Yang XW, Shen GZ, Cao LQ, Jiang XF, Peng HP, Shen G, Chen D, Xue P - BMC Cancer (2014)

Bottom Line: Furthermore, we demonstrated that FOXO1 was a direct target of miR-1269.Suppression of FOXO1 by miR-1269 was associated with dysregulation of p21, cyclin D1, phosphorylated Rb and Ki67 expression, thereby playing an essential role in the growth of HCC cells.Our study indicated that overexpression of miR-1269 promotes cell proliferation in HCC through directly suppressing FOXO1, and functions as an oncomiR in HCC.

View Article: PubMed Central - PubMed

Affiliation: Department of Hepatobiliary Surgery, the Second Affiliated Hospital of Guangzhou, Medical University, Guangzhou 510260, China. drxueping@medmail.com.cn.

ABSTRACT

Background: Hepatocellular carcinoma (HCC) is one of the most common malignancies and a major cause of cancer-related mortality in the world. MicroRNAs (miRNAs) are small, noncoding RNAs that play essential roles in various stages during cancer progression. The aim of the current study was to elucidate the role of miR-1269 in the pathogenesis of HCC.

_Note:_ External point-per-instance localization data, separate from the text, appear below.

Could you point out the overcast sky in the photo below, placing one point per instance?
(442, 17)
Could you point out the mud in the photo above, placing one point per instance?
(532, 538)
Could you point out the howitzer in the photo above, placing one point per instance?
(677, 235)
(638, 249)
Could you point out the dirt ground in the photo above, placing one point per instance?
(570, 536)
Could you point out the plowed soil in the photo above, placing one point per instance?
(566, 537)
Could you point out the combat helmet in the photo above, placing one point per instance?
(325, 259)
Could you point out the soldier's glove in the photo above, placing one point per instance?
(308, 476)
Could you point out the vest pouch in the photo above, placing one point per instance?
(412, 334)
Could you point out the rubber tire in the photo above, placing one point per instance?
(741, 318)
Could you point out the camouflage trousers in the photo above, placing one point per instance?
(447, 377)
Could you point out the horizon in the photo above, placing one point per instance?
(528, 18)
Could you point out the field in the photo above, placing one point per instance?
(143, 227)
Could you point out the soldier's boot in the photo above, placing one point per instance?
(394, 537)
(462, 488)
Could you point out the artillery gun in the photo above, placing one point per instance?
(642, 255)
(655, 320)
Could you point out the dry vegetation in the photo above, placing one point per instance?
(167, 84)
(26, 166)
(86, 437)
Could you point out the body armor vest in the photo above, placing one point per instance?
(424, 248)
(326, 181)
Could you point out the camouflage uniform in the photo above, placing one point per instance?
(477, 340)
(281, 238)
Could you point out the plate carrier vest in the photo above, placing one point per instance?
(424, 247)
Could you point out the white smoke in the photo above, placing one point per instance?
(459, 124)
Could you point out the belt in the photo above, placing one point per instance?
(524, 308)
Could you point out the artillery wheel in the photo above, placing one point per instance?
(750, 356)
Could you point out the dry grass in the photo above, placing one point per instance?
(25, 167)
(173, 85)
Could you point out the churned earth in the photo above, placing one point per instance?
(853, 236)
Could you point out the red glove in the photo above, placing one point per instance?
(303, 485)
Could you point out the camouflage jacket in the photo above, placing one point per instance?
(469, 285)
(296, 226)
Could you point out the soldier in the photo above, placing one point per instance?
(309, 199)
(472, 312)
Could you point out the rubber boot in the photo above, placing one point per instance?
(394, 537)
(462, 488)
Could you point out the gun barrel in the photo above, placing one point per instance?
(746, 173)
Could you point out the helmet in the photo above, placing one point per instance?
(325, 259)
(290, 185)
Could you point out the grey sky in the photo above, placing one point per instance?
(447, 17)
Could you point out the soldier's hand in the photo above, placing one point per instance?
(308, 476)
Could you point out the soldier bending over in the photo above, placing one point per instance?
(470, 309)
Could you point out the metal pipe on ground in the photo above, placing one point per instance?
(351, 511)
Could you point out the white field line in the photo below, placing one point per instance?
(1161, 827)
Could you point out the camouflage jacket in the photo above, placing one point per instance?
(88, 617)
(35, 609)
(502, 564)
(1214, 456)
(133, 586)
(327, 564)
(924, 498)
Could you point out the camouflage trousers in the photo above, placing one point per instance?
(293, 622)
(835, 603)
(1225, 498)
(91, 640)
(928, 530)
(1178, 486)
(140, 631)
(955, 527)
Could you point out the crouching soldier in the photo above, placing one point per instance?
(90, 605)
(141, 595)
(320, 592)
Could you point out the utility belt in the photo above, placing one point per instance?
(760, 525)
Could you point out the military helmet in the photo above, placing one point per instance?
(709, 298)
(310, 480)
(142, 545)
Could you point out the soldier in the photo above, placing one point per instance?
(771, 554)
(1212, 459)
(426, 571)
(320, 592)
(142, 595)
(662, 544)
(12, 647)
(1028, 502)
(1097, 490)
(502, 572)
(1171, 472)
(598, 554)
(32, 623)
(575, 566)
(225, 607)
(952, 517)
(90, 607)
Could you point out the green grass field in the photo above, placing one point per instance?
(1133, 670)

Methods: The expression of miR-1269 in HCC cells and tissues were determined by Real-time PCR analysis. Cell viability, colony formation and anchorage-independent growth ability assays were performed to examine cell proliferative capacity and tumorigenicity. Flow cytometry analysis was conducted to determine cell cycle progression. The expression of p21, CyclinD1, phosphorylated Rb, Rb and FOXO1 were examined by Western blotting analysis. Luciferase assay was used to determine whether FOXO1 is the direct target of miR-1269.

Results: miR-1269 was upregulated in HCC cells and tissues. Ectopic miR-1269 expression promoted, but inhibition of miR-1269 reduced, proliferation, tumorigenicity and cell cycle progression of HCC cells. Furthermore, we demonstrated that FOXO1 was a direct target of miR-1269. Suppression of FOXO1 by miR-1269 was associated with dysregulation of p21, cyclin D1, phosphorylated Rb and Ki67 expression, thereby playing an essential role in the growth of HCC cells.

Conclusions: Our study indicated that overexpression of miR-1269 promotes cell proliferation in HCC through directly suppressing FOXO1, and functions as an oncomiR in HCC.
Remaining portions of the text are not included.